Kemal Gökhan Gürses ve İsmail Gülgeç’in Wolinski ile yaptığı ve 28 Şubat 1993’te Cumhuriyet Gazetesi’nde yayınlanan o röportaj:

Bonaparte Caddesinde çokluk antikacıların ve ağır bir kültürel atmosferin orta yerinde, kapısı şifreli antik bir apartman dairesinin çatı katında köpek havlamaları ile karşılanıyoruz. Burada Fransa'nın en ünlü çizen Wolinski yaşıyor. Fransa'nın anarşist dergileri Harakiri ve Charlie Hebdo'nun neredeyse adıyla özdeş Polonyalı bir baba ile Cezayirli bir annenin çocuğu, Wolinski.

Aynalarla antik parçalarla ve çeşitli karikatürcülerin karikatür orijinalleriyle dolu bir ev. Bizi karşılayan köpeğinin de daha sonra TV'de kendisiyle röportaj bile yapılmış ünlü ve fena halde akıllı bir köpek olduğunu öğreniyoruz.

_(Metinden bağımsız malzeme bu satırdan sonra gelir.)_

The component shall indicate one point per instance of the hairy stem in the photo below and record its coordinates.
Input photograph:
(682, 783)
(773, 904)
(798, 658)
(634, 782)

Orta uzunluktaki yarenliğimiz boyunca Kemal Gökhan'ın kolundan çekip kendim kaşıtan bir karikatürcü köpeği. Wolinski gözlerindeki hınzır ifade dışında. nedense beklediğimiz fevkalade özelliklere sahip olmayan sıradan ve bakımlı bir Fransız’ı andırıyor. Üç haftalık, iki de aylık dergide çalışan, film senaryoları yazan, bir TV programında düzenli olarak konukluk eden Wolinski'nin daha fazla girizgah yapamadan düşünceleriyle tanışmak zorundayız.

Gülgeç: Bizim ülkemizde karikatürün öldüğü yolunda söylentiler dolaşıyor. Ben bu görüşe katılmıyorum. Siz dünyanın nabzını tutan bir çizersiniz. Gerçekten karikatürün etki alanı azaldı mı?

Wolinski: Ben dünyadaki bütün basın çizerlerini bir aile olarak gördüğümü söylemek istiyorum öncelikle. Dünyanın pek çok yerinde festivallere. sergilere çağırılıyorum. Sizin ülkenize de Simavi Karikatür Yarışmasına jüri olarak gelmiştim. Basında çizen insanlar günlük olayları, toplumsal sorunları çiziyorlar. Bu özellikleri onların işlevini ölümsüz kılıyor. İnsanlar çizgi-romanlarla basında çıkan karikatürü birbirine karıştırıyorlar. Bizim adımıza bir kriz ya da 'gözden düşme' sözkonusu değil. Eğer basın için bir kriz söz konusu olursa bu bizim için de aynı derecede etkili olabilir.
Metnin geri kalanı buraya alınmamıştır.